Billy Talent’s gotta headline somewhere!
Which I’m required by law to mention are similar to, but not affiliated with, Emo Nite™!
Patent pending.
I am scheduled to have my head surgically removed from my body on those dates and will be unable to attend, unfortunately.
As far as comparable creative paths go, it’s maybe worth looking at the film industry, which has been favoring remakes and sequels of already successful franchises over original ideas for years now.
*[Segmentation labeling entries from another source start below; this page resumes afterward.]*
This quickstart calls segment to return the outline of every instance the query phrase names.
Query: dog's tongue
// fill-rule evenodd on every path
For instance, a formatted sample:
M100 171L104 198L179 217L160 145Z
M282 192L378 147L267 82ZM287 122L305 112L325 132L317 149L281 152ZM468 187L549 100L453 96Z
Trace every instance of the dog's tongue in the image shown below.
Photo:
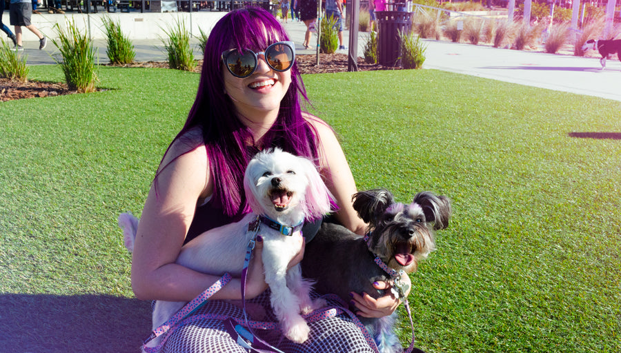
M407 266L414 261L414 256L410 254L410 247L407 243L400 244L397 248L395 259L402 266Z
M279 208L287 207L291 198L287 195L286 191L274 192L272 193L272 203Z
Why take a chance on an unproven filmmaker when a 15th Ghostbusters movie will reliably put asses in the seats? (Also, whoever green-lit that Road House remake should have to go on TV every day and publicly apologize.)
Doom loop scenario: The year is 2044. Thirty-somethings go to Emo Nite Nite dressed up like the way they dressed in 2024, which was a throwback to how people dressed in 2004. Live Nation-Goldenvoice-Raytheon announces When We Were At When We Were Young festival featuring 2024’s hottest acts of 2004.
the craziest thing is that nobody is actually *nostalgic* for Indie Sleaze because it's a marketing term that lumps certain parts of indie/hipster culture together. it's like reminiscing over a mood board.
This was really great, thank you!
Agree that the branding for the "official" Emo Nite (and the smaller ones too) is super annoying and childish. Such a good point about the disparity between the two nostalgia movements: that Indie Sleaze is recognized as being a lost moment in time, whereas the emo kids never had a chance to get the party out of their system.
I've been to a handful of Emo Nights in Seattle and there is often an atmosphere of celebration there that warms my heart, especially coming from the people of color and folks from immigrant families who weren't allowed by their parents to go to shows or even have social media. We couldn't engage with the live music, the communities, or sometimes even the fashion in the early 2000s (because we were children/teens with very little power lol). Or if we could, we had to lie about it or fight for it.
Seeing that alone made me feel Emo Night was worth some of the ridiculous branding and cyclical nostalgia. But now that we're adults, we have the ability and responsibility to support new music and local artists. Folks should not just be going to Emo Nite and then never seeing a live band again.